Jorge Folena
O Presidente da Comissão de Reforma do Código de Processo Civil, que tramita no Senado Federal, manifestou que o prazo razoável para conclusão do processo judicial seria de um ano (Consultor Jurídico, 11/08/2010). Será isto possível, sem violar as cláusulas pétreas do devido processo legal, do contraditório e da ampla defesa?
Não há dúvida de que um dos grandes impasses do Judiciário brasileiro reside na longa duração dos processos judiciais, o que, na verdade, se constitui num “assassinato à Justiça”.
É comum ao cidadão o conhecimento de processos judiciais que duram 10, 20 e até mais de 30 anos. Diante desta situação, prejudicial para todos, as pessoas deixam de postular seus direitos, considerando a morosidade da justiça. Os advogados são prejudicados, uma vez que possíveis clientes desistem de contratá-los, tendo em vista a demora da prestação jurisdicional, com a parte aceitando muitas vezes um acordo por valor inferior, haja vista o tempo de resposta para a satisfação do seu direito.
Descumprimento da Constituição
Não resta dúvida de que a lentidão do Judiciário conduz à ausência de justiça. Essa apatia não deveria mais existir diante da Emenda Constitucional nº 45/2004, que estabeleceu que os processos devem ter “razoável duração” e “celeridade em sua tramitação” (art. 5º., LXXVIII, da Constituição). Determinou também que “não será promovido o juiz que, injustificadamente, retiver autos em seu poder além do prazo legal” (art. 93, II, “e”).
O atual Código de Processo Civil prevê que o juiz proferirá despachos de expediente em 2 dias e decisões e sentenças em 10 dias (artigos 189, 281 e 456). Na prática, isto não é observado. Os juízes dizem que há acúmulo de trabalho e, assim, justificam o não cumprimento da lei e da Constituição. Entretanto, há muitos magistrados que são professores. Será que estes cumprem os prazos determinados na lei?

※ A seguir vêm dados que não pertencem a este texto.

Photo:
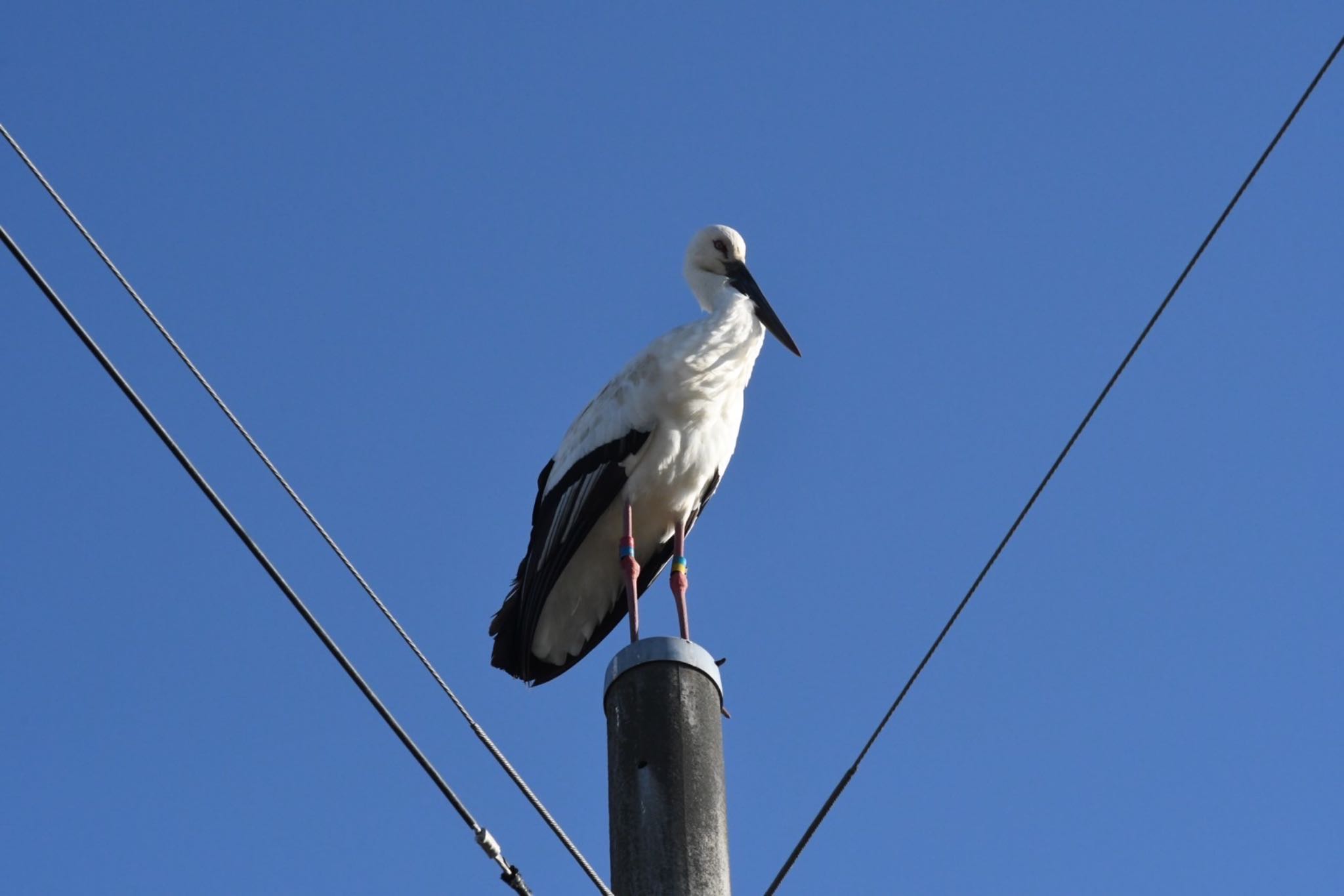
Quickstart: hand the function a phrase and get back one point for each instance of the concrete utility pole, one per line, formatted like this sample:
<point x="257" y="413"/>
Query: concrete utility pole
<point x="664" y="771"/>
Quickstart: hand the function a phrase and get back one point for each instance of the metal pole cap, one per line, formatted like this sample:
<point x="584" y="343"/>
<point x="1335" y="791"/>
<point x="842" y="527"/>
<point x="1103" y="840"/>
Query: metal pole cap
<point x="663" y="651"/>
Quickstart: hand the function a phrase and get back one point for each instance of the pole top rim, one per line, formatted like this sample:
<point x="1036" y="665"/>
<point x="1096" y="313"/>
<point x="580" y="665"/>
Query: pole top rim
<point x="663" y="649"/>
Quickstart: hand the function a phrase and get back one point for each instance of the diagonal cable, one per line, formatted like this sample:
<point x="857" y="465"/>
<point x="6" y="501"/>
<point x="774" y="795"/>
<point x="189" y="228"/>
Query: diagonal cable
<point x="1050" y="473"/>
<point x="201" y="378"/>
<point x="484" y="838"/>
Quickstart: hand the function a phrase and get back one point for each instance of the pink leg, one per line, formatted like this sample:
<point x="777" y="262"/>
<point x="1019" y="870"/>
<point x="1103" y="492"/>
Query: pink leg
<point x="679" y="579"/>
<point x="632" y="573"/>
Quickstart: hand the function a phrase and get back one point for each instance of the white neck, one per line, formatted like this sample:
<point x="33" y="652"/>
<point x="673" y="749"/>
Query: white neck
<point x="710" y="289"/>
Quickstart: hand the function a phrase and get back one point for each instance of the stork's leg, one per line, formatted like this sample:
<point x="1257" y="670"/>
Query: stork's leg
<point x="679" y="579"/>
<point x="632" y="573"/>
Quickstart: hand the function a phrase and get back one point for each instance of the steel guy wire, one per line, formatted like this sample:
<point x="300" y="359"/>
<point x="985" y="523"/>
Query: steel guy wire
<point x="1050" y="473"/>
<point x="484" y="838"/>
<point x="201" y="378"/>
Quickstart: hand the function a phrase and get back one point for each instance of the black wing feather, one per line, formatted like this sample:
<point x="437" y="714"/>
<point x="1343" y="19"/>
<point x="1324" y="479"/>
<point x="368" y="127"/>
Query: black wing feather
<point x="543" y="672"/>
<point x="562" y="518"/>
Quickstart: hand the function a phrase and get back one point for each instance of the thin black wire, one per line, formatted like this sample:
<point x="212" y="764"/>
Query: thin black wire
<point x="201" y="378"/>
<point x="510" y="875"/>
<point x="850" y="773"/>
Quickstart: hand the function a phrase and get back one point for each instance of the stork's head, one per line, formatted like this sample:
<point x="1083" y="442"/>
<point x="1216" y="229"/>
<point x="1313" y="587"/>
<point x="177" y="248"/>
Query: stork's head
<point x="717" y="262"/>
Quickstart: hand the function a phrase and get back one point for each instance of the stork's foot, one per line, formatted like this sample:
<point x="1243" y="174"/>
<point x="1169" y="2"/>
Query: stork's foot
<point x="631" y="567"/>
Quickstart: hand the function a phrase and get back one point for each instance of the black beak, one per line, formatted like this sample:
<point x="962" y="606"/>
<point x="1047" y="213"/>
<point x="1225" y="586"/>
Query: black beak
<point x="742" y="281"/>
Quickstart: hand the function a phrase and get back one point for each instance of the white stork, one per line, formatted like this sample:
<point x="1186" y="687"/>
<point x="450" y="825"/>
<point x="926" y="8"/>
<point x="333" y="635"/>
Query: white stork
<point x="635" y="470"/>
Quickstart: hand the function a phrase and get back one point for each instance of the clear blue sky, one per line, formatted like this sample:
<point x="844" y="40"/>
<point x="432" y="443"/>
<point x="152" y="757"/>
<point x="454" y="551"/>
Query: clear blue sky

O advogado que não observa os prazos processuais e causa prejuízos aos seus clientes é passível de punição disciplinar e reparatória de dano. E os magistrados que não cumprem a lei, em qualquer instância, também deveriam ser punidos, não apenas respondendo por perdas e danos, conforme prevê o artigo 133 do Código de Processo Civil, mas com o afastamento do cargo, na medida em que é dever da instituição exigir eficiência, princípio constitucional que também deve ser observado pelo Judiciário (art. 37, caput).
Com a decantada “Reforma do Judiciário”, esperava-se que a Justiça fosse funcionar de forma ininterrupta (art. 93, XII da Constituição), sem recessos natalinos que duram mais de duas semanas. Acreditava-se ainda que os juízes passariam a ter 30 dias de férias como os demais trabalhadores, ao invés de 60 dias, e que, pelo acúmulo de trabalho existente e a necessidade de se promover a celeridade para a conclusão dos processos, como determina a Constituição, os magistrados passariam a se dedicar exclusivamente às suas atividades, deixando de lado a possibilidade de acumularem a carreira de magistério, que estão autorizados a exercer (art. 95, § único, I, da Constituição).
O magistério é carreira nobre, que exige dedicação exclusiva do profissional, pois além das atividades de sala de aula, é necessário preparar planos de trabalho, participar de projetos de pesquisa e extensão, orientar os alunos, ler os seus trabalhos, corrigir as provas etc.
Quem não conhece um magistrado que seja professor? Por exemplo, o anterior presidente do STF, conforme curriculum exibido na página do Tribunal, é professor adjunto de Direito Constitucional da Universidade de Brasília desde junho de 1995.
Será que dá para desempenhar as duas carreiras com prontidão e dedicação, mesmo a Constituição autorizando a acumulação desses cargos? Confesso que tenho dúvidas, mas talvez seja possível para alguns muito bem preparados. Mas para isto, o magistrado deverá observar fielmente os prazos que a lei impõe para o exercício de suas funções. Esta é uma das condições para que o sonho do Presidente da Comissão de Reforma do Código de Processo Civil se torne realidade.
O respeito ao devido processo legal
Assim, não se pode atribuir a responsabilidade pela morosidade da prestação jurisdicional exclusivamente aos advogados, que fazem uso dos recursos inerentes à defesa de seus clientes, conforme assegurado pela Constituição para a efetivação do devido processo legal.
Vale lembrar que a atividade jurisdicional é um serviço prestado pelo Poder Público, que cobra altíssimas taxas da população e, portanto, deve cumprir o preceito constitucional da razoável duração do processo, sem desrespeitar os princípios do devido processo legal, do contraditório e da ampla defesa, sob pena de violência ao estado democrático de direito, princípio fundamental da República (art. 1.º da Constituição).